Un bruit strident et une lumière aveuglante passa une demi-seconde. Fleur rouvrit les yeux dans un sursaut et regarda la voiture s'éloigner au loin. Tirée de sa douce transe, elle frotta ses paupières et se redressa. Il faisait encore nuit, sa somnolence n'avait durée que quelques minutes. L'excitation de l'aventure était partie en même temps que le bolide et elle se sentait fatiguée. Elle commença même à pleurer, se maudissant d'être sortie comme ça et parce qu'elle ne savait plus où elle était et ne savait pas comment rentrer et en plus elle avait mal au bras. Elle se releva les jambes pantelantes, et le vent qui plus tôt lui avait semblé si gentil et doux s'engouffrait sous ses vêtements pour lui mordre la peau. Fleur essuya avec véhémence ses yeux comme si elle leur ordonnait d'arrêter d'imiter une rivière en crue, resserra son petit pull autour d'elle et marcha le long de la route, frigorifiée. Elle avait l'impression de partir dans le mauvais sens mais tant pis, elle n'aurait qu'à se laisser mourir de froid et puis tout serait réglé.

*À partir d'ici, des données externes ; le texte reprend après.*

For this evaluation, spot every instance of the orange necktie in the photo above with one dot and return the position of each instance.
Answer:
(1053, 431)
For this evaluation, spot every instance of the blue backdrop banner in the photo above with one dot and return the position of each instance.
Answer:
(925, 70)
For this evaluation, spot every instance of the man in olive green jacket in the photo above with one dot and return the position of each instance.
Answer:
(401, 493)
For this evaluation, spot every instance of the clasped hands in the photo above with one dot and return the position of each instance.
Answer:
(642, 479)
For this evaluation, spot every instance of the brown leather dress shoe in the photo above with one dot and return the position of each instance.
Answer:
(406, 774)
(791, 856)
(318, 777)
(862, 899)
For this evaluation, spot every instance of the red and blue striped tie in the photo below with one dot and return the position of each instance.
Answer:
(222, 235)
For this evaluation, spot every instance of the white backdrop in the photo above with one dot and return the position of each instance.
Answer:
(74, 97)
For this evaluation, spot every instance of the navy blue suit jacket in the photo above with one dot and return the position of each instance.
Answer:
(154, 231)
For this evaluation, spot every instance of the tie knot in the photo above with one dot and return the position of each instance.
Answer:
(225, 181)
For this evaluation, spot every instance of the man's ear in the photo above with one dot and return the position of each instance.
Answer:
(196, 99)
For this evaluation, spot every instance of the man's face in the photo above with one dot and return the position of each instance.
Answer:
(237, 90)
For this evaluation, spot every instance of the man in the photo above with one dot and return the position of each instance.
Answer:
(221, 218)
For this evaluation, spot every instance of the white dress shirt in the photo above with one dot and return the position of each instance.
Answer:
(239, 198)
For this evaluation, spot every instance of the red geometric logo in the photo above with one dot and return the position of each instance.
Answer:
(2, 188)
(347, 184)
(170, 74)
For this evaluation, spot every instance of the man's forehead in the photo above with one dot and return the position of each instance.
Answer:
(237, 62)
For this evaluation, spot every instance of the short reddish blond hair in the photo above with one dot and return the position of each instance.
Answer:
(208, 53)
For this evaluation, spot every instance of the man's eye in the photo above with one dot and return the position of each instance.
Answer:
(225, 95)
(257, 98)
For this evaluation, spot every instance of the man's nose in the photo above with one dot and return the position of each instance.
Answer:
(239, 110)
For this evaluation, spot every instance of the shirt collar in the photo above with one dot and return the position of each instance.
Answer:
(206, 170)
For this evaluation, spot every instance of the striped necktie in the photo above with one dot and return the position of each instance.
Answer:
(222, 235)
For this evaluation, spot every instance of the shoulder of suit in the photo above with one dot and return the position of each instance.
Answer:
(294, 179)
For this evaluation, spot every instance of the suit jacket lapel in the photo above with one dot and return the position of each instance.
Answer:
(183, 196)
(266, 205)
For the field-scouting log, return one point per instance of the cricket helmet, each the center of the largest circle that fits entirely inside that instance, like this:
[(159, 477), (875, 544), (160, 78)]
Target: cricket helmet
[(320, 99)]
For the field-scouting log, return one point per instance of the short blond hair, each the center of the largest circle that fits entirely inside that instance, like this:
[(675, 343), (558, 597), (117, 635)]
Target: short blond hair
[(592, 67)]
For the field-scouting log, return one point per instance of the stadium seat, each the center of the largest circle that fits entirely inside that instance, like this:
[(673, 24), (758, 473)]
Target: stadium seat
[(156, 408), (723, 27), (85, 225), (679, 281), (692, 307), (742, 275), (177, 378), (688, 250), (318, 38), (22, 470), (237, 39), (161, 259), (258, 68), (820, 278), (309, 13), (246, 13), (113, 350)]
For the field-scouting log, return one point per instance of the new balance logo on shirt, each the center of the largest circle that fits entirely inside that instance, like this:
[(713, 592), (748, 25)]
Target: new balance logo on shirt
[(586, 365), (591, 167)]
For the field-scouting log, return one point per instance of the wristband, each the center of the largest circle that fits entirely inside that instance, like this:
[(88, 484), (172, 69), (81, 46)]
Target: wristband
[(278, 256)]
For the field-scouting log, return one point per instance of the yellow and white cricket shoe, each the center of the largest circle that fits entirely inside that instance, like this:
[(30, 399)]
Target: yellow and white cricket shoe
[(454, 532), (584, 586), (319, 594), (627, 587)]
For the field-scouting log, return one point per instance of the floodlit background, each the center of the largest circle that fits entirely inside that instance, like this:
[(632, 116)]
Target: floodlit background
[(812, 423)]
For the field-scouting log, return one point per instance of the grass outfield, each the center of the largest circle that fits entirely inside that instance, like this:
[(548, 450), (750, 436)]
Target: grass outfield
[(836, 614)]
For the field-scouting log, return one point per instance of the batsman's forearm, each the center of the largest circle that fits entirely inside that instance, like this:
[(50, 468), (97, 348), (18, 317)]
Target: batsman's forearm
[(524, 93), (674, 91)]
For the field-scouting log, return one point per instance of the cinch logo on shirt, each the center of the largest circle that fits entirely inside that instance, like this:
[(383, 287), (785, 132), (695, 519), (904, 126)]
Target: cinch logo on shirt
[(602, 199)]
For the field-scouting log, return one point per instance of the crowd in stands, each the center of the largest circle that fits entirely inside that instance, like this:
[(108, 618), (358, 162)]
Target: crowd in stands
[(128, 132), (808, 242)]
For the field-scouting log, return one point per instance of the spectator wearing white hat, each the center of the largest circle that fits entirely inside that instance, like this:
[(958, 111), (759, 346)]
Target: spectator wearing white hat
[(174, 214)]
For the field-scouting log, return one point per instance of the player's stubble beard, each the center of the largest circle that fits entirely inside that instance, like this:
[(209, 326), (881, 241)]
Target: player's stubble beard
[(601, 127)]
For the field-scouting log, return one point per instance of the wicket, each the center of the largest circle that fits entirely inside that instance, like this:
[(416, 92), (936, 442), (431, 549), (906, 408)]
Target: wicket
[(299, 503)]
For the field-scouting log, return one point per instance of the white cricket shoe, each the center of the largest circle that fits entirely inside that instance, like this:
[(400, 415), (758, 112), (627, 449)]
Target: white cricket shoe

Les yeux humides et la tête basse, Fleur continua de marcher encore quelques minutes et sentit qu'elle allait faire un malaise. Sa tête tournait atrocement, ses oreilles sifflaient, devant ses yeux s'étalait un pellicule brumeuse et elle ne voyait presque rien. Elle s'arrêta, le souffle court, ferma les yeux et respira lentement, et en voyant l'arbre à côté d'elle, passa ses bras tremblants tour autour du tronc et noua ses mains entre elles ce qui l'empêcha de s'écrouler au sol. Elle pressa sa tête contre l'écorce et pleura silencieusement. Une vrille s'enfonçait dans son cœur et le lui déchirait, elle ne voulait pas mourir. Ce n'était pas juste. Pourquoi ça arrivait à elle et pas aux autres ? Cette pensée était égoïste, elle pleura encore plus contre le seul être vivant qui voulait bien d'elle.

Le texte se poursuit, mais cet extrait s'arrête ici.